Last month, Demopolis Police reported three separate arrests for minors in possession of tobacco. Actually, according to acting Police Chief Jeff Manuel, the arrests came after minors were sold tobacco products by local stores. And the charges were filed against store clerks who wrongfully sold the tobacco to people under the age of 19.
“It was part of an operation we did with the ABC,” Manuel said. “We found stores that were selling to minors, and misdemeanor charges were filed against the clerks.”
The ABC operation that passed through Demopolis wasn’t just a day-long check up, either.
Capt. Phillip Calvert, assistant director of enforcement for the ABC Board, said an on-going compliance program throughout the state has yielded a number of arrests and an above-average percentage of stores that sell tobacco to minors.
“On a state level, we like to keep the sell rate under 10 percent,” Calvert said of the ABC’s tobacco compliance program. “Right now, statewide, we’re at 12.67 percent.”
In the five-county region, Hale and Perry counties had a perfect percentage of tobacco sales to minors. During the ABC’s operation, no stores in Hale or Perry sold tobacco to minors. Marengo followed the state trend where agents found a 13-percent sell rate. In a sampling of Greene County stores, the ABC found that youngsters have a 25-percent chance of purchasing tobacco. And Sumter County topped the region — and state — in sales to minors with 33 percent.
Calvert was quick to clarify exactly how a high percentage is found in places like Sumter County.

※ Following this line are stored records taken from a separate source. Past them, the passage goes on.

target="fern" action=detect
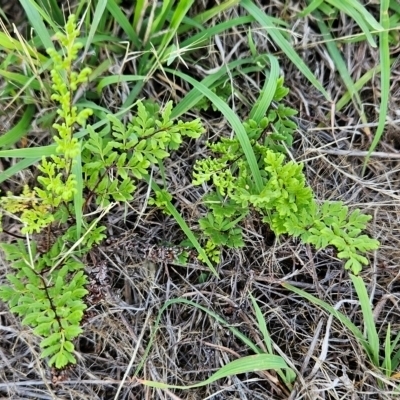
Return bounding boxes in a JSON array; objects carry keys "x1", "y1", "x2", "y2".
[
  {"x1": 0, "y1": 238, "x2": 88, "y2": 368},
  {"x1": 0, "y1": 16, "x2": 204, "y2": 368},
  {"x1": 193, "y1": 78, "x2": 379, "y2": 274}
]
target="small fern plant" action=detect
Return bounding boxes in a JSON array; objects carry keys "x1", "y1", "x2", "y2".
[
  {"x1": 193, "y1": 78, "x2": 379, "y2": 274},
  {"x1": 0, "y1": 15, "x2": 204, "y2": 369}
]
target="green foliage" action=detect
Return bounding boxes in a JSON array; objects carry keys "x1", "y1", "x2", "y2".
[
  {"x1": 82, "y1": 101, "x2": 204, "y2": 205},
  {"x1": 0, "y1": 238, "x2": 88, "y2": 368},
  {"x1": 193, "y1": 79, "x2": 379, "y2": 274},
  {"x1": 0, "y1": 16, "x2": 204, "y2": 368}
]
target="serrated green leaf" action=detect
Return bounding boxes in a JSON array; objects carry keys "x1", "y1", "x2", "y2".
[
  {"x1": 64, "y1": 325, "x2": 83, "y2": 340},
  {"x1": 40, "y1": 332, "x2": 62, "y2": 349},
  {"x1": 40, "y1": 343, "x2": 61, "y2": 365}
]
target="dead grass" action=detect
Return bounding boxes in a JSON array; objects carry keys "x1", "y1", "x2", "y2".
[{"x1": 0, "y1": 1, "x2": 400, "y2": 400}]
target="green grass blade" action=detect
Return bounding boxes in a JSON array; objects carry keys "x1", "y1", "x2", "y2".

“With smaller counties, you have fewer stores that sell tobacco,” he said. “And in Sumter, we completed just three checks. At one of those stores, a minor was allowed to purchase tobacco, which accounted for such a high number.”
Finding Good Help
While monitoring the habits of tobacco vendors is important to state officials, the most interesting aspect of the ABC’s operation is the manner in which they check compliance.
“We actually recruit minors to work with us,” Calvert said. “For tobacco, we look for 14- through 17-year-olds. For alcohol, we want 16- through 19-year-olds.”
And in an effort to keep stores from feeling “entrapped,” the ABC prefers finding teenagers who look “no older than their age, and preferably younger than their age,” Calvert said.
“We want to give stores the benefit of the doubt,” he said. “We don’t want them to get a sense of being entrapped.”
In choosing youngsters who look even younger, Calvert said the process goes far beyond pulling a kid off the corner and sending him into a convenience store with a few bucks.
“The Alabama Supreme Court issued a ruling with a number of suggestions for us to follow,” Calvert said. “One of the first things we do is get a written agreement with the kids, and we get the parents’ approval to use them.”
Next, the ABC takes a picture of the undercover teen and sends it to ABC’s headquarters in Montgomery.
“Based on the photographs, each one is either approved or not approved,” he said. “We don’t want any possibility that the clerk will be confused. We want [the teenagers] to look young.”
More importantly for the teen-agers hired to work, the ABC pays its young “employees” $6-an-hour, according to Calvert.
Based on the circumstances and the location of the tobacco vendors, Calvert said the ABC has two main goals during operations like the recent one in this region.
“The safety of the young people is our first concern,” he said. “We don’t want to send them into a dangerous situation.”
When the ABC, including the teen-aged recruit, begins a sting, Calvert said agents evaluate situations on an individual basis before determining the method of the sting.
“Sometimes, the agents will stand outside and wait for the kid to come back,” he said. “Other times, if we think the kid could be in some kind of danger from going inside, the agent will go in, as well. Most of that is just a safety issue.”
The second obvious purpose of the ABC operation is to ensure tobacco vendors are abiding by the law.
If a young person is sold tobacco, the clerk is arrested on criminal charges immediately. However, Calvert said there are no hand-cuffs involved in the arrest.
“Normally, we’ll just write them a ticket and they’ll have to appear in court,” he said.
The misdemeanor charge carries a fine of anywhere from $50 to $500, Calvert said, and the actual store pays a price, as well.
“We also file an administrative charge against the license holder,” he said.
Based on the number of charges filed against a tobacco vendor, Calvert said there are options for first-time offenders.
“The licensee has the opportunity to receive training on what to look for,” he said. Subsequent offenses carry stiffer penalties.
With the ABC’s operation throughout Alabama, Calvert said his department is pleased with the overall compliance with state law. He also said trends in rural areas differ from those in bigger cities.
“It really varies with tobacco and alcohol,” he said. “In the larger metro areas, the alcohol rate is a little higher because stores are bombarded with kids trying to buy. And in some rural counties, the tobacco rate is pretty high.”